Great post, Marissa!
Marissa Bracke says
And I suspect that many of the core supporter relationships that Charlie has are reciprocal. I know that’s definitely the case for me–the people for whom I’m a Core Supporter are Core Supporters for me as well. Those relationships tend to balance out nicely that way. 🙂
Catherine Caine says
Great post, Marissa! A good reminder of who is worth giving the most and the best to. My Core Peeps.
Marissa Bracke says
Thanks for the nod, Catherine!
Michelle Marlahan says
Great post, Marissa!
I recognize that I do get all a-flutter with Flash Mob. And I can totally see how that has no long-term payoff AND disconnects me from my steady supporters. I think I reason that I’m trying to convert those Flashers to Fans.
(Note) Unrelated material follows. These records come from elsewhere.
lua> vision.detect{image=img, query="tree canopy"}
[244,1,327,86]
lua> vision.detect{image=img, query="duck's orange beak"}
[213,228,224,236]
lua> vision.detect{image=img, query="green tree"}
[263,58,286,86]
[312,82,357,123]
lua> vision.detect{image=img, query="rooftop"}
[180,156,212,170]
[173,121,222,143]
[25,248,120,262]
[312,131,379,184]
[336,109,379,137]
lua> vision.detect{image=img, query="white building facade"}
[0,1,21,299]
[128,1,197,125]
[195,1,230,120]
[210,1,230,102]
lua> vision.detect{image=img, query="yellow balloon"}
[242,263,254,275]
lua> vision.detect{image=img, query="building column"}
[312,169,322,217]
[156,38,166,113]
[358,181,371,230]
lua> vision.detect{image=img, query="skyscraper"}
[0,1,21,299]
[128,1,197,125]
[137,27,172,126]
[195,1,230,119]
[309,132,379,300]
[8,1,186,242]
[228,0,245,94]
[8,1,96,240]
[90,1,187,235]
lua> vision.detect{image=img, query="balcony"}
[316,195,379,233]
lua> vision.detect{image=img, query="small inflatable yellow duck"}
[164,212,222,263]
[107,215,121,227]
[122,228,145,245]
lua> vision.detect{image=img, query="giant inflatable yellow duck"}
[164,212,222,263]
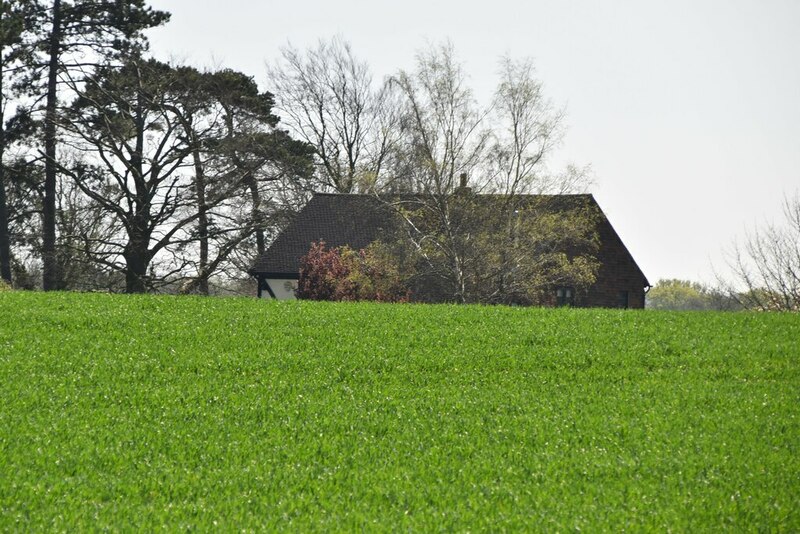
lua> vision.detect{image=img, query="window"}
[556,287,575,306]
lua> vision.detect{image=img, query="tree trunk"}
[245,174,266,257]
[193,149,209,295]
[42,0,63,291]
[123,241,148,293]
[0,42,11,284]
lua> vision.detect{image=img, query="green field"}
[0,292,800,532]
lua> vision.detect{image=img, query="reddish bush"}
[297,241,409,302]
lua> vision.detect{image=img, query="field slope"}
[0,293,800,532]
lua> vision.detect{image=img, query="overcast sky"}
[149,0,800,283]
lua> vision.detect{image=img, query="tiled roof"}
[250,193,392,277]
[250,193,649,285]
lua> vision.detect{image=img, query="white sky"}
[149,0,800,283]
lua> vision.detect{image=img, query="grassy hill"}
[0,292,800,531]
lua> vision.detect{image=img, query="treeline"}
[0,0,591,300]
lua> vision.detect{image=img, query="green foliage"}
[401,195,599,305]
[647,279,719,310]
[0,292,800,532]
[297,241,409,302]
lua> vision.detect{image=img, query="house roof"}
[250,193,650,286]
[250,193,393,278]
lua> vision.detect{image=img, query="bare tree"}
[268,38,396,193]
[382,44,597,303]
[723,193,800,311]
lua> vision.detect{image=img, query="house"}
[250,193,650,308]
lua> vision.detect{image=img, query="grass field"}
[0,292,800,532]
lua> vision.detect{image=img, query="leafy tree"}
[297,242,410,302]
[722,194,800,311]
[60,58,197,293]
[647,279,720,310]
[19,0,169,290]
[171,67,312,294]
[0,0,34,283]
[388,45,598,303]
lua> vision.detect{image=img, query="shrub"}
[297,241,410,302]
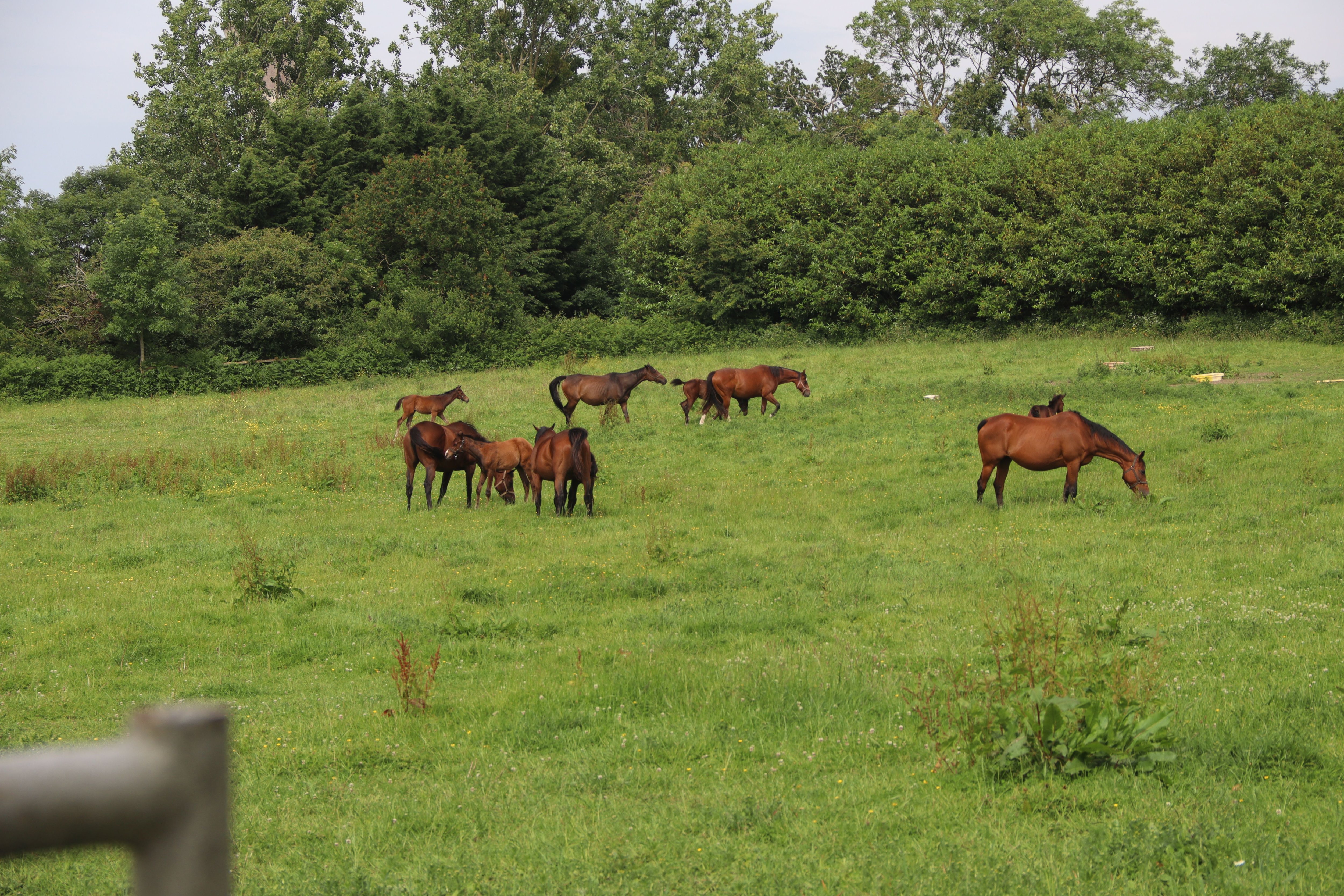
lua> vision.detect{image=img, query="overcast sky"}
[0,0,1344,194]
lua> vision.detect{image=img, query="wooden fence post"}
[0,704,230,896]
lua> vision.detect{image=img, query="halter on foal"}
[976,411,1148,506]
[550,364,668,426]
[1027,395,1064,416]
[392,385,470,439]
[528,426,597,516]
[402,420,487,511]
[700,364,812,426]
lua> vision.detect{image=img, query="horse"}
[700,364,812,426]
[668,379,708,424]
[1027,395,1064,416]
[976,411,1148,506]
[453,433,532,506]
[402,420,487,511]
[392,385,470,439]
[550,364,668,426]
[528,426,597,516]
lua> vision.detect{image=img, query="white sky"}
[0,0,1344,194]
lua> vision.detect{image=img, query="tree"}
[1172,31,1329,110]
[89,199,192,367]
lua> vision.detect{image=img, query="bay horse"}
[976,411,1148,506]
[1027,395,1064,416]
[402,420,487,511]
[392,385,470,439]
[528,426,597,516]
[668,379,708,424]
[550,364,668,426]
[453,433,532,506]
[700,364,812,426]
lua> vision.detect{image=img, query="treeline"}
[0,0,1344,399]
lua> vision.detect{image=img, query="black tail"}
[411,426,448,461]
[551,376,564,414]
[704,371,728,418]
[569,426,597,480]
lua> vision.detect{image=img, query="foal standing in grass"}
[550,364,668,426]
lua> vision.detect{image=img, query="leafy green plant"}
[902,594,1176,774]
[234,532,304,601]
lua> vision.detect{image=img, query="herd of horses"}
[394,364,1149,516]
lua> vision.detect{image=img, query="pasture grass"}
[0,338,1344,895]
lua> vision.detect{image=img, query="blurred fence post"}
[0,704,230,896]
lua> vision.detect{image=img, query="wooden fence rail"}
[0,704,230,896]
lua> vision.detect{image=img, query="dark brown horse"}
[551,364,668,426]
[402,420,487,511]
[700,364,812,426]
[668,380,707,423]
[976,411,1148,506]
[453,433,532,506]
[528,426,597,516]
[392,385,470,439]
[1027,395,1064,416]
Hmmm. So great to notice.
Marissa Bracke says
Noticing is really the key. Certainly not looking to dampen the flutter from a good Flash Mob (flutter away–I’m right there with you). But noticing it’s happening and being mindful about where you’re making your energy investments is the important thing–it helps ensure there’s more to flutter about later on down the road!
Thu Nguyen says
Tribe is definitely the buzz word to call what you have now. I was recently introduced to Katie Freiling who markets on this idea aside from Seth Godin who coined the term, correct me if I’m wrong, but your breakdown of the tribe’s innards are really interesting. This really puts into perspective why I’m really affected by the Flash Mob who usually leaves me with temporary highs and goes away once the glory’s over. A truly well-thought out piece.
Archan Mehta says
Thanks for the lovely post.
I have been a cheerleader for Charlies since the dawn of time and onset of civilization.
It’s just that nobody knows about it yet.
To clarify: I have cheered via on-line comments, not the real deal.
If I were a real cheerleader, I would have the po-lice on my back in no time, charging me for public indecency: I would look so ugly. It doesn’t help when you’re a guy!
Just so you know, I was a cheerleader in high school. Seriously – there are pictures on Facebook about it.
Who knew that I’d continue to be a cheerleader when I grew up?
Julie Daley says
I love this post, because it gives my mind such a good mental model of the flow of people in my work. I love the feeling of a good flash-mob…it’s such a hit of energy, yet I have noticed it comes and it goes, and it’s what remains that counts…just as in awareness itself. Thanks!
Archan Mehta says
Seriously: were you a cheerleader in high school? Now how come you never told us?
Then again, why am I not surprised?
With you, anything’s possible.
Rest assured, though, I am not going to check out your photos on Facebook.
I would have a heart attack, I am sure, and it would kill me.
Oh, I can see it now: shocking images of Charlie trying to look as sleazy as a Dallas Cowboys cheerleader….
Really short skirt, pom poms, and shake that body…and yell, go team.
Dear Lord, save me and take me higher.
The things a guy has to endure to be a fan on this blog. Spare our lives, Charlie, please.
On the other hand, maybe I will use those photos to scare off the wild dogs living in my neck of the woods.
One look and those dogs are gonna be yesterday’s news. You know what?
You may just read about those dogs in the obituary section of your local newspaper.
Andrew Lightheart @alightheart says
I’ve got a bit behind on blog-reading the past month, so missed this – sorry Marissa.
Blimey – this has REALLY clarified things in my head.
SOOO much social media advice is on attracting Flash Mob attention. And I’ve felt uncomfortable with it for a while.
And now I have a framework.
This totally helps me to look at my supporters and it’s utterly clear how writing/creating for my Pillars helps me produce my best work, and looking after my Fans feels like a nourishing investment.
I’ve been monitoring my energy level recently, and this is gonna really really help.
Thanks Marissa (and thanks Charlie for hosting her).